At the 2024 International Forum on Quality and Safety in Healthcare, Hull University Teaching Hospitals NHS Trust and The Aortic Dissection Charitable Trust co-presented a session titled Taking a Human Factors Approach When Learning from Serious Incidents. This session was chaired by Maarten van der Laan of the University Medical Centre Groningen and highlighted significant advancements in patient safety in the diagnosis of acute aortic dissection (AAD).
Addressing the Challenge of Misdiagnosis
Austin Smithies opened the session by detailing the tragic misdiagnosis of a young man in Hull’s Emergency Department, which resulted in his untimely death. He highlighted the gravity of the issue, and how he became aware of the charity’s great work at a Royal College of Emergency Medicine AD study day. This introduction set the stage for a deep examination of systemic failures in emergency AAD diagnostics.
To say that accidents are due to human failing is like saying falls are due to gravity. It is true but it doesn’t help us prevent them.
Trevor Asher Kletz OBE
Great session on using human factors to improve patient safety, in an aortic dissection example. #PSIRF in action! @QiWhipps @WeImproveBH pic.twitter.com/V00y6TTyIU
— Victoria Rainey (@vicstar141) April 11, 2024
Rethinking Patient Safety
Catherine Fowler shared her deeply personal experience with AAD, focusing on the emotional and systemic challenges prevalent within the healthcare system in the UK and Ireland. The charity champions three main areas: Education, Policy Change, and Research. These pillars have significantly contributed to shaping the award-winning project with Hull’s direction, equipping medical professionals with better tools and knowledge, and advocating for systemic changes to prevent similar errors.
Implementing a Human Factors Approach
The quality improvement project at the heart of this session demonstrated the application of human factors in emergency medicine. By breaking down barriers, streamlining communication, and standardising diagnostic pathways, the project aimed to create a more efficient and safer environment for AAD diagnosis.
Results and Impact
The project used an adaptive model of Just Culture, which moves away from blaming individuals for systemic failures. It emphasised learning from successful practices (Safety 2 Approach) as much as from failures. During the study year, there were no missed cases of AD, and the time taken from initial assessment to CT scan was significantly reduced from 114 minutes to 35 minutes.
Understanding Just Culture
Just Culture is a pivotal concept within the NHS, aimed at balancing the need for an open and accountable healthcare system with the inherent complexity of medical care where staff are encouraged to engage in the process without fear of unfair blame. It focuses on learning from incidents to improve future safety of patients and care quality, rather than attributing fault and punishment to individuals.
In practice, Just Culture in the NHS seeks to understand the reasons behind an error or near miss. It distinguishes between genuine mistakes, where individuals should not be blamed but rather supported, and incidents involving reckless behaviour or violations of protocols, where accountability is necessary. This approach fosters an environment where staff feel safe to report errors and discuss them openly, which is essential for organisational learning and improvement.
The ethos of Just Culture is about promoting trust, learning, and improvement across all levels of the healthcare system, ensuring that everyone — from front-line clinicians to management — is involved in a collective effort to enhance the safety and effectiveness of patient care.

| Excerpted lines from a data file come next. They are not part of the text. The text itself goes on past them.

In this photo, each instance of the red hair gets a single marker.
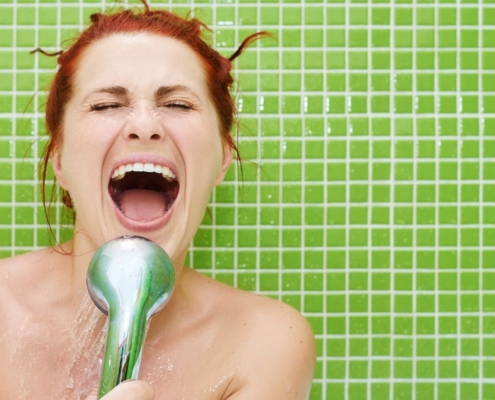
(187, 30)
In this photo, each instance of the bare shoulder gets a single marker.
(26, 274)
(274, 346)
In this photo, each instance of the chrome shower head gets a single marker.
(130, 279)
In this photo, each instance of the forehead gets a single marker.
(139, 61)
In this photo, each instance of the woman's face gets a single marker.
(141, 147)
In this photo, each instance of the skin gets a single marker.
(212, 341)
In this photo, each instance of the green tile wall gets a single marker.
(373, 210)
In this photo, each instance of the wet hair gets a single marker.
(189, 31)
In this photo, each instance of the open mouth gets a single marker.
(143, 191)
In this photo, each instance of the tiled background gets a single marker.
(373, 210)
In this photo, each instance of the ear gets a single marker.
(227, 160)
(57, 168)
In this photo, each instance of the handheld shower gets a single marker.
(130, 279)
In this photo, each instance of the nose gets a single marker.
(143, 124)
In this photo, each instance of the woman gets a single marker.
(139, 116)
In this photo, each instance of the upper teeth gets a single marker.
(120, 172)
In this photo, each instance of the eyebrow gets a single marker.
(162, 91)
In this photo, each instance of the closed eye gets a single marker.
(104, 106)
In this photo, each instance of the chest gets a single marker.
(46, 361)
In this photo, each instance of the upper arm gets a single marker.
(278, 359)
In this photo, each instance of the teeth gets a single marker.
(120, 172)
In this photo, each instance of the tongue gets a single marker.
(142, 205)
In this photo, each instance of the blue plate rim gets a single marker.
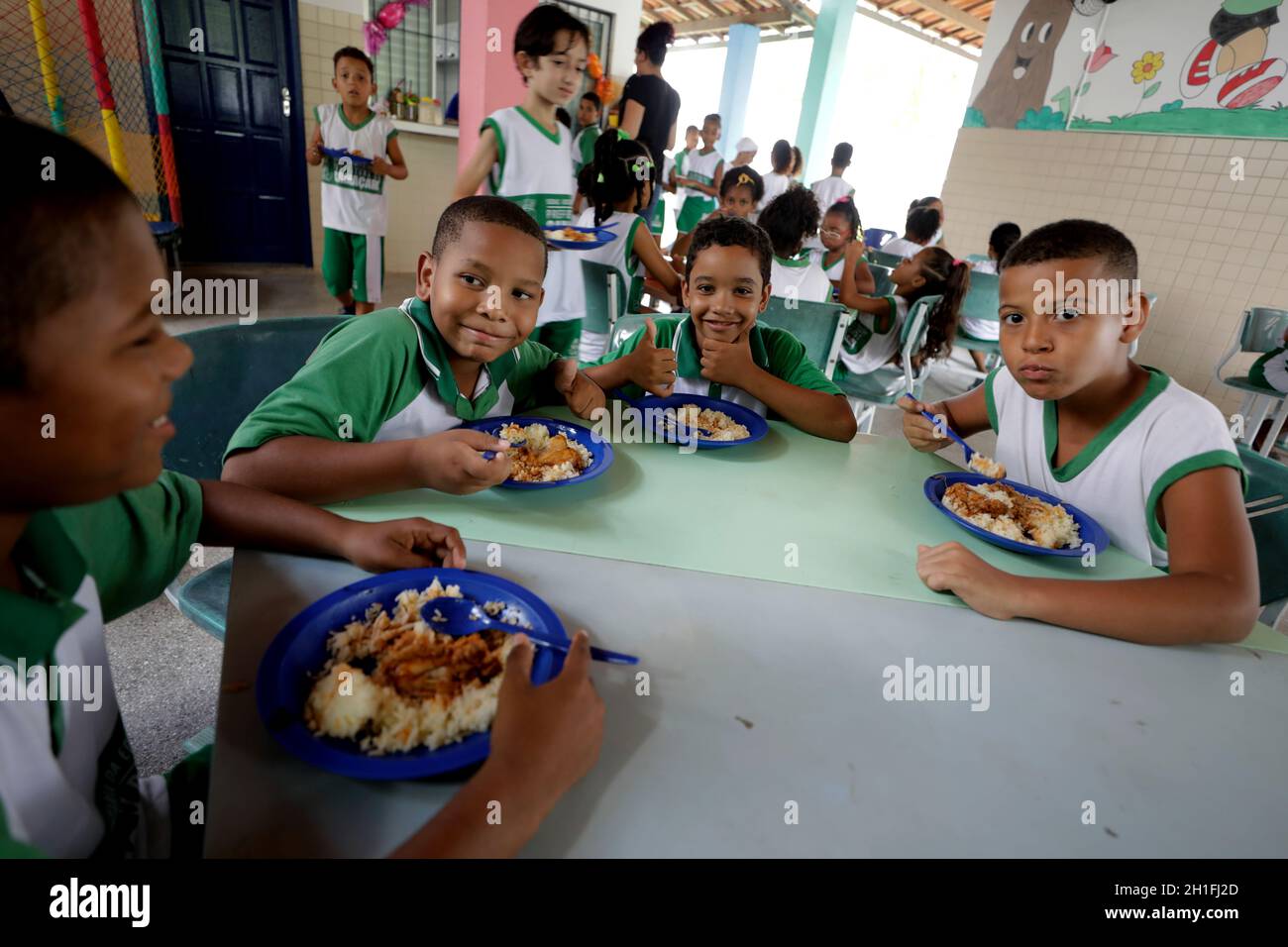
(325, 753)
(1100, 539)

Understanding Safety 2 Approach
The Safety 2 Approach represents a shift in the NHS’s perspective on healthcare safety, focusing not only on what goes wrong but also on what goes right. Unlike traditional safety models that primarily aim to minimise harm by preventing errors and adverse events, Safety 2 builds on the understanding that high levels of safety and effectiveness arise from doing things right. This approach emphasises the importance of understanding everyday work practices and the conditions under which correct actions and positive outcomes occur. By analysing successful processes and why they work well, the NHS can design systems that are robust and resilient, promoting a proactive culture of continuous improvement. The Safety 2 Approach encourages a more holistic view of safety management, where the learnings from success are as valued as the lessons drawn from failures, thus contributing to an overall safer healthcare environment.
Collaborative Initiative
The collaborative efforts discussed in this session at this global forum showcased the impact of integrating human factors into healthcare practices. The successful reduction in diagnostic delays and the zero-miss rate in the study period exemplify the potential of collaborative, systemic approaches to enhance patient safety. This model serves as a valuable framework for other healthcare settings grappling with similar challenges, highlighting the importance of systemic thinking and collaboration in medical practice.